Created 09-10-2025 01:02 PM
I'm working with Airflow jobs in CDE. In my case, I have a resource that contains two files: one is the DAG file, and the other is a custom Python script that I want to import into the DAG.
According to the documentation, resources in Airflow are mounted under /app/mount/<PREFIX>. However, when a job is created or updated, the DAG is validated before the resources are actually mounted in that folder, which causes the import to fail.
If I encapsulate the import inside a PythonOperator, it works without issues, because at that point the resources are already available and the file can be found. The error I get during validation is always something like:
"failed: invalid request: Invalid DAG: dag_import: Traceback (most recent call last): File "<frozen importlib._bootstrap>", line 241, in _call_with_frames_removed File "/tmp/tmpfx_nrhlx/dag.py", line 6, in <module> from myModule import func ModuleNotFoundError: No module named 'myModule'"
I’ve tried not only creating the job with the import, but also creating an empty job first (so that the /app/mount/ folder is created), and then updating the DAG file — but the error remains the same.
Has anyone faced this issue and found a solution to make the import work from the beginning, without having to encapsulate it inside a function?
Created 09-11-2025 02:37 PM
Hello @ariajesus,
Welcome to our community.

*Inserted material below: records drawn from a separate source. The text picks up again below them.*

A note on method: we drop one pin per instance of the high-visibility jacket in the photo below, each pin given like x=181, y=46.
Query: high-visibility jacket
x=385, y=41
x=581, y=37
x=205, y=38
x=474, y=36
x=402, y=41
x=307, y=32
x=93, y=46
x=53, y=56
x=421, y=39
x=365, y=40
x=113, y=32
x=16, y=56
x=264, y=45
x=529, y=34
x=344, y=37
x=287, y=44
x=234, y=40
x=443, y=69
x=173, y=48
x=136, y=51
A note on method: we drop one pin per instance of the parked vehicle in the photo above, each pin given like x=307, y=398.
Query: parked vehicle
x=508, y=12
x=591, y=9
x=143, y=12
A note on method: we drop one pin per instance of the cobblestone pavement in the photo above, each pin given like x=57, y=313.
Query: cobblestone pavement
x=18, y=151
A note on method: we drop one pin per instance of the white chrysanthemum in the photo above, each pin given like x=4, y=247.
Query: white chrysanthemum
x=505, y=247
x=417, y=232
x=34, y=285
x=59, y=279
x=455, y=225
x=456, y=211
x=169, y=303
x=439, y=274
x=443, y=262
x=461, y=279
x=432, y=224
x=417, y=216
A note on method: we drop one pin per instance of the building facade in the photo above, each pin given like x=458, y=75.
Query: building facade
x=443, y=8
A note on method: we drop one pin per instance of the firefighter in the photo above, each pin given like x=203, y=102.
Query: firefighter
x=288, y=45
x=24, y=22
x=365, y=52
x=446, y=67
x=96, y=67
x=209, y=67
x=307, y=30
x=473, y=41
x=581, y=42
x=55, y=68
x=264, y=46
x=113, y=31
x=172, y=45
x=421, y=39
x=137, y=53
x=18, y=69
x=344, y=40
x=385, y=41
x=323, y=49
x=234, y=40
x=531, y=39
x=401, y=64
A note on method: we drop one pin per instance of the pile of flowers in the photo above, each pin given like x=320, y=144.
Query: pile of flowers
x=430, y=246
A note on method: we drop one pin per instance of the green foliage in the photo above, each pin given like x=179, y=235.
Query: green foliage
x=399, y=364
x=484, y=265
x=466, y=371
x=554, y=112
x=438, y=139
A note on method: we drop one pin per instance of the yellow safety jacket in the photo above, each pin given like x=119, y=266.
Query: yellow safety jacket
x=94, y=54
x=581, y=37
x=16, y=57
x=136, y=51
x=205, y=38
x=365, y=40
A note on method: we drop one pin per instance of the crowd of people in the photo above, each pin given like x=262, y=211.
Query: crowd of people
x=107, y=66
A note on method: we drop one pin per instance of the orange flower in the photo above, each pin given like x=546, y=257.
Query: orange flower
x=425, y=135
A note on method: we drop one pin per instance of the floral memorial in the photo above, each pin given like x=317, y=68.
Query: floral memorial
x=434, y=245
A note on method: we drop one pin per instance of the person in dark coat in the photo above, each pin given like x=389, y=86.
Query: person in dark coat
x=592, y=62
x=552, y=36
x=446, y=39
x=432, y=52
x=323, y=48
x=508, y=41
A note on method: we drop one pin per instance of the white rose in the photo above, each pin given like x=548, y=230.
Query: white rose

Glad to see you here.
How did you create the resource?
As a File Resource or as a Python Environment?
Here are the steps how you can create it:
https://docs.cloudera.com/data-engineering/1.5.4/use-resources/topics/cde-create-python-virtual-env....
Created 09-11-2025 03:03 PM
I create a resource as a file, because the python-env resources are specifically for managing Python packages in requirements.txt, according to the documentation.
Thanks!